The first National Congress of the Chinese Communist Party was held in July 1921 in what used to be the French concession in Shanghai, in rooms now turned into a museum near the Huangpi Road station of the city’s metro. Its first leader, Chen Duxiu, was subsequently expelled from the party as a “right opportunist” (a description that might occasionally be appropriate these days in British politics). Chen died a believer in Western-style democracy. China’s Communist Party – the oldest governing Communist Party left in the world – will be celebrating its centenary on 1 July. I doubt there will be the traditional birthday message from Her Majesty the Queen, but maybe the Vatican will oblige instead. Spoiler alert: when the Vatican begins to flirt with “realpolitik”, recent history suggests that the Catholic faithful should look the other way lest their simple faith comes under uncomfortable strain.

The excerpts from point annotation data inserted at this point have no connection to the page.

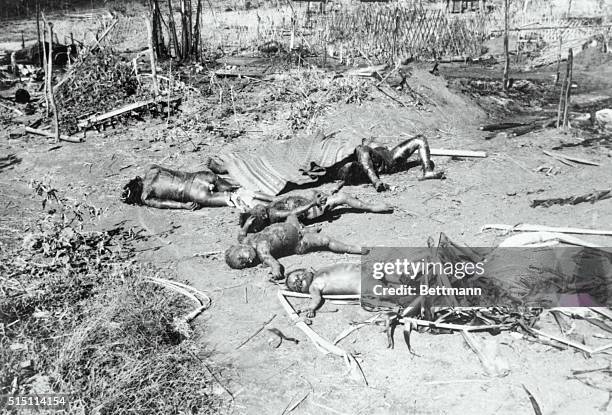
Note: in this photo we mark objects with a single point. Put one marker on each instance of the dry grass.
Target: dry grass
(77, 309)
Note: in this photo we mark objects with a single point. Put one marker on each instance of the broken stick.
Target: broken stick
(320, 343)
(52, 135)
(457, 153)
(152, 57)
(540, 228)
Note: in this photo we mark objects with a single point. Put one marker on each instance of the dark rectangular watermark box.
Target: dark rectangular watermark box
(450, 275)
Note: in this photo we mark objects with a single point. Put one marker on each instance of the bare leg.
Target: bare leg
(223, 185)
(216, 166)
(405, 149)
(316, 299)
(317, 242)
(365, 161)
(170, 204)
(341, 198)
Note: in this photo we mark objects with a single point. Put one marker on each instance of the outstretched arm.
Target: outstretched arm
(316, 299)
(279, 215)
(365, 160)
(170, 204)
(404, 150)
(263, 252)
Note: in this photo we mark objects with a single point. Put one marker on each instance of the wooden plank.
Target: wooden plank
(52, 135)
(570, 158)
(540, 228)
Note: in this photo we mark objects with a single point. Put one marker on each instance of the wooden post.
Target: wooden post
(506, 51)
(568, 88)
(49, 81)
(40, 49)
(172, 29)
(152, 57)
(558, 75)
(196, 31)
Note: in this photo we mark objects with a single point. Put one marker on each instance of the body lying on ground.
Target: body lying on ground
(164, 188)
(279, 240)
(576, 274)
(308, 208)
(364, 164)
(338, 279)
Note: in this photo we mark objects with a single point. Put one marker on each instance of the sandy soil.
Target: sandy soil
(446, 376)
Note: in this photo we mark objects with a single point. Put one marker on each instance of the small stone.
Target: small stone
(26, 364)
(15, 347)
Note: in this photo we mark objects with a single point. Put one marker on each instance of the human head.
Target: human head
(241, 256)
(132, 192)
(299, 280)
(260, 216)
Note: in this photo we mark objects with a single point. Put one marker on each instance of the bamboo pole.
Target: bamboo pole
(152, 57)
(40, 52)
(49, 81)
(568, 88)
(506, 48)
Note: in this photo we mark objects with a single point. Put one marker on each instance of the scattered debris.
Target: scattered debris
(320, 343)
(534, 403)
(573, 200)
(22, 96)
(563, 158)
(8, 161)
(256, 332)
(604, 118)
(52, 135)
(457, 153)
(540, 228)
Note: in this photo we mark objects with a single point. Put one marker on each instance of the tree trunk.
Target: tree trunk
(506, 48)
(172, 25)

China’s Communists, originally Marxists but today Leninists, emerged after a bleak century in their country. The nineteenth century, under the increasingly enfeebled Qing dynasty, saw China treated by the imperial powers of the day as a hulk to be carved up at will. Britain’s share of the spoils was an archipelago in the south of China, below the Tropic of Cancer and close to the Pearl River, its adjoining islands and its “fragrant Harbour”. Hong Kong was in time to become a great international trading city, with citizens who were in the most part refugees from the China created by the Communist Party.